Değerli okurlarım, zaman, zemin söz konusu olmaksızın zaman-zaman hepimiz hastalanıyoruz ve hastalanacağız da. Bizim kontrolümüz dışında olanlar da bulunuyor ama genel olarak hastalıkların çoğu ihmalkârlığımızdan ve hatalarımızdan kaynaklanmaktadır.
Spor yapmak, spor salonlarına gitmek… Tabi ki bunlar faydalı şeyler. Böyle olmasına rağmen bunların tamamıyla “avantaj” olduğunu söylememiz de doğru olmaz. Sporla sağlıklı kalabilmenin, avantajına ve dezavantajına aheste-aheste gireceğim.
Spor yapmak güzel bir yaklaşım! Fakat herkes spor yapmıyor ki. Spora başlama aşamasında gerçekten heyecan duymuyorsanız, yaptığınız bu sporun inanın hiçbir faydasını göremezsiniz. Hastalanmak istemeyen ya da sık-sık rahatsızlanan okurlarım için özellikle şunları söylemek istiyorum. Bazı okurlarıma bu önerilerimi telefonda da söylemiştim, onlar çok iyi hatırlayacaklar.
Efendim, belli rahatsızlıklara karşı alacağımız önemli tedbirlerden birisi, öncelikle sağlığımıza sahip çıkmak ve onu iyi izlemektir. Sağlığını yakın takibe alanlar kolay-kolay hastalanmazlar. Şu anda hikâye gibi gelen sözlerimin ne anlama geldiğinin farkında olmalısınız. Böyle olması gerektiğine rağmen pek farkında olamıyoruz. Çünkü sağlıklı günlerimizde, şu ya da bu şekilde rahatsızlanacağımızı aklımız idrak edemiyor. Sonuna kadar böyle gideceğini düşünüyor muhtemelen.
Aklımız neyleri unutuyor dersiniz? Çok sağlıklı düşünebilme, Daha güçlü bağışıklık, Daha güçlü bir anatomi… Sağlıklı yapıda hücreler, doku ve organ, Daha dirençli ruh ve beden hali, Çok daha iyi mutlu bir yaşam… Aklımız, nefsimizle birlikte, bu saydıklarımın ne anlama geldiğini bilmesine rağmen unutuyor. Ne zaman hatırlıyor dersiniz?

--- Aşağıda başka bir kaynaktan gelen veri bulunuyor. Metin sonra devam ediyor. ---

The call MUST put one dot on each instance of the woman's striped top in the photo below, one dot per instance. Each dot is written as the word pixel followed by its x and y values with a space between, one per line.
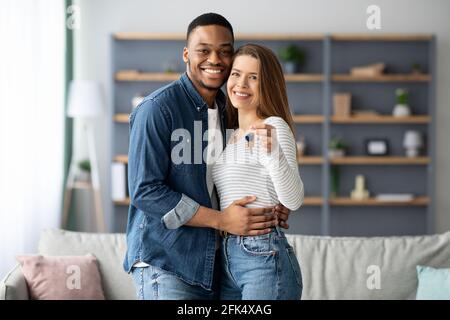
pixel 245 169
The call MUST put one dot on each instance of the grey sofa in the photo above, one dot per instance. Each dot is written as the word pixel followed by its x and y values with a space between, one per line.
pixel 332 267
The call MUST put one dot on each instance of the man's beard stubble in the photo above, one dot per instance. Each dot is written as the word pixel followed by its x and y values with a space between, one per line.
pixel 205 86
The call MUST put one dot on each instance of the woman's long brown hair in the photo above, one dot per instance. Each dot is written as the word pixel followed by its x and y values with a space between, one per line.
pixel 272 87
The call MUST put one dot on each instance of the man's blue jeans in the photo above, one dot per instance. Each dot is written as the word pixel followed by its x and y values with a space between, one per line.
pixel 153 283
pixel 259 268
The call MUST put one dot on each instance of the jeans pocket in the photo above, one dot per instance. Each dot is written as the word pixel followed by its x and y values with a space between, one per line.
pixel 258 245
pixel 295 265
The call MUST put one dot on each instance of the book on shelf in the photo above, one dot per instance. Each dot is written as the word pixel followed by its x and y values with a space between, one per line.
pixel 395 197
pixel 119 181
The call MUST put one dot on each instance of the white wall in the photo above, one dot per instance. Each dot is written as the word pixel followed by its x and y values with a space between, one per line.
pixel 100 18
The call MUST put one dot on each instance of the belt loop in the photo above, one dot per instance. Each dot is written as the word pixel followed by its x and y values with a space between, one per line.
pixel 279 233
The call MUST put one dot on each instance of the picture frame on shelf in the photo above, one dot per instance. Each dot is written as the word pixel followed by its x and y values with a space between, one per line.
pixel 376 147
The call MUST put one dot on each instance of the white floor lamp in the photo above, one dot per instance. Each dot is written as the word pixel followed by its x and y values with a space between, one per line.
pixel 85 102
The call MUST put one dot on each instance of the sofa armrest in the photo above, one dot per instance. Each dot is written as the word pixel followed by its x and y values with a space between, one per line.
pixel 14 286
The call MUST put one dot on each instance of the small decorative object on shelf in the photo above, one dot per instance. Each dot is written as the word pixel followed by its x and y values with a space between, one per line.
pixel 359 193
pixel 336 147
pixel 401 109
pixel 342 104
pixel 334 181
pixel 137 99
pixel 416 68
pixel 85 170
pixel 301 146
pixel 371 70
pixel 412 142
pixel 377 147
pixel 292 57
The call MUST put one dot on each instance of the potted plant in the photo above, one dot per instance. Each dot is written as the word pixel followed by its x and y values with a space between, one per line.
pixel 85 170
pixel 292 57
pixel 337 147
pixel 416 68
pixel 401 109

Bir dostumuzu ziyaret amacıyla bir kliniğe ya da mezarlığa gittiğinizde, en önemlisi de bir yerimiz rahatsızlandığında hatırlıyor. Hastalık bizlere konuk olduktan sonra hatırlamanın da bir yok diye düşünüyorum. Sadece hastalanınca doktora gidilmemeli. Sağlıklıyken de doktora gidip, bazı testler yaptırmalıyız. Nasıl olsa her köşe başında özel hastane var.

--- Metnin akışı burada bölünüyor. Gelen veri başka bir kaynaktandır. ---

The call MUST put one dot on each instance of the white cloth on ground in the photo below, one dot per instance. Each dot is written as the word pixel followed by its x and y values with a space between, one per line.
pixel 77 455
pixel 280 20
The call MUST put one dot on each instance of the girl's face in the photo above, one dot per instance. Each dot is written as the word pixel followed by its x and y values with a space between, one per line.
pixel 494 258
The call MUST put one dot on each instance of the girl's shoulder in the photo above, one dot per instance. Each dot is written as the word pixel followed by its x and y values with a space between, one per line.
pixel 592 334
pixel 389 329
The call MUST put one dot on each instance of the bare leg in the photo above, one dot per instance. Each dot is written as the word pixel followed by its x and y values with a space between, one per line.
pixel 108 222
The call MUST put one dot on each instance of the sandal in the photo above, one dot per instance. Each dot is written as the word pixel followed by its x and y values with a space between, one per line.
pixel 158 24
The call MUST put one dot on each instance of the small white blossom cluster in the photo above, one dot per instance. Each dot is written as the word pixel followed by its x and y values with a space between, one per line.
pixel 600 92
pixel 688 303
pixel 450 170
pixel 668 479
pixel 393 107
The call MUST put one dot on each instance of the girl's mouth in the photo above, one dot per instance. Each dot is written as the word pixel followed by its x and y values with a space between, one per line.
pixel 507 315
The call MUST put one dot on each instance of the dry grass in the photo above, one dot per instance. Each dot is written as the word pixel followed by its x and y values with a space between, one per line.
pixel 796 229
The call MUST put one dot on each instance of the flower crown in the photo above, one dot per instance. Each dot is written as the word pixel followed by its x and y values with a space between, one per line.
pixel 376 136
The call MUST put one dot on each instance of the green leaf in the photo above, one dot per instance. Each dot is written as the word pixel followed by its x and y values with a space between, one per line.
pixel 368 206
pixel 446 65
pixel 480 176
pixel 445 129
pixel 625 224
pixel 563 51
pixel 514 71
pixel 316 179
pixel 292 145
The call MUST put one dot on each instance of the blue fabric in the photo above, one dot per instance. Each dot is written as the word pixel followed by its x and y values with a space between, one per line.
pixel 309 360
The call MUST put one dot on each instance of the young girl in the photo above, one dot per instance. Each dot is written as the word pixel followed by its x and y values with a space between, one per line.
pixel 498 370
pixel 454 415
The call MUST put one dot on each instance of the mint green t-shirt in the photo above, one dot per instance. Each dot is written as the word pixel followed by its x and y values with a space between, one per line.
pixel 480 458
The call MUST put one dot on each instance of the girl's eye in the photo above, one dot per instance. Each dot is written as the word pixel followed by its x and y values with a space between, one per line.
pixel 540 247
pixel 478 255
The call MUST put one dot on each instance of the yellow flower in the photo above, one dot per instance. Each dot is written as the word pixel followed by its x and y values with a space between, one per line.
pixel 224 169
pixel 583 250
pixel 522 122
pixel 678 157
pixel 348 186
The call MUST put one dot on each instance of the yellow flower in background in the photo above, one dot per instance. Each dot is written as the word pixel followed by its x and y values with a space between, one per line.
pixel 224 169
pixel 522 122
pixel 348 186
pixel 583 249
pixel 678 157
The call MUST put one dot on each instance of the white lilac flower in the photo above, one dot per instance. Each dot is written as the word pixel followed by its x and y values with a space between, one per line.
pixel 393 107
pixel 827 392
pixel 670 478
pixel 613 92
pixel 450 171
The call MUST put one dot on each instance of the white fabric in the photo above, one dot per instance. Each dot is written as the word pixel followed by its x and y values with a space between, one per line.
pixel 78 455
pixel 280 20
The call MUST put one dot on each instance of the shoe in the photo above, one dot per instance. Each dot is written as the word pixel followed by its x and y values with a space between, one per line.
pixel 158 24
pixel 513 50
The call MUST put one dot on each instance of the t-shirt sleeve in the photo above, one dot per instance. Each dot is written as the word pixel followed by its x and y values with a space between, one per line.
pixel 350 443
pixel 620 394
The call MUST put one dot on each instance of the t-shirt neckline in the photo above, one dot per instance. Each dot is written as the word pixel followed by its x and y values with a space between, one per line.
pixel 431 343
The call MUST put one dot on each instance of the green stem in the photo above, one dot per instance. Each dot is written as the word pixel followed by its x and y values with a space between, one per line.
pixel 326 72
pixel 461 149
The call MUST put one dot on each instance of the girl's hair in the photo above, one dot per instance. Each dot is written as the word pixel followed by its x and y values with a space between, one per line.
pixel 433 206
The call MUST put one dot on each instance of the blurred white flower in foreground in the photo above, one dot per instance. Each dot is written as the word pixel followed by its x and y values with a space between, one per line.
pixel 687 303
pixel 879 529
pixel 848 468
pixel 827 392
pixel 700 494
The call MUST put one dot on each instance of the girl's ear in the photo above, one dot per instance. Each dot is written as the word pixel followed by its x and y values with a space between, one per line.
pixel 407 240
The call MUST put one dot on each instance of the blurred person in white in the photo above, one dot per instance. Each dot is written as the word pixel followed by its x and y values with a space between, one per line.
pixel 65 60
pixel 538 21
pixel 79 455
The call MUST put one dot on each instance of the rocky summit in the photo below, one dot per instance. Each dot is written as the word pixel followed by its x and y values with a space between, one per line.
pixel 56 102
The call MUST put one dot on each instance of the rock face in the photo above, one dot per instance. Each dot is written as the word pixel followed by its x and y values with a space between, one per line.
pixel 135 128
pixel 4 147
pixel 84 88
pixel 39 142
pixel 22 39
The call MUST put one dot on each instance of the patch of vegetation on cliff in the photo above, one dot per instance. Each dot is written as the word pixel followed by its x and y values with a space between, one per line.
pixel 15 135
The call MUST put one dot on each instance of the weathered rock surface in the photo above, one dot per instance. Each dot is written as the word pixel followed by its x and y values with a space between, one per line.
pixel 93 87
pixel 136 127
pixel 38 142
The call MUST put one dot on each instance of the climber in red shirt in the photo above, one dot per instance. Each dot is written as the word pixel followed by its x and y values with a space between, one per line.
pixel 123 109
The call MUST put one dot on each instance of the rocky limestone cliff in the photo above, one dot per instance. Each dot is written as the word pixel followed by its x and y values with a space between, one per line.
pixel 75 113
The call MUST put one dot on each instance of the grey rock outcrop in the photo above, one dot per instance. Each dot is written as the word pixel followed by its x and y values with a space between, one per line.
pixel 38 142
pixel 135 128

Özel hastane dedim ya, şunları da söylemeden geçemeyeceğim. Bir ara gözlerim sulanıyordu, göz damlası için özel bir hastaneye gittim, onlara da bir faydam dokunsun diye. Muayene odasına girer girmez iki soru ile karşılaştım. “-Kaç yaşındasınız? Kan ve idrar tahlili yaptıracaksınız!” Yaşa göre mi damla vereceksiniz? Tahlillerin bu işle ne ilgisi var? Bu saçma soruları açıklayan da olmadı. Ne de olsa özel hastane, bir göz damlasını nelere mal edecekler? Kimin cebinden çıkıp, kimin cebine giriyor?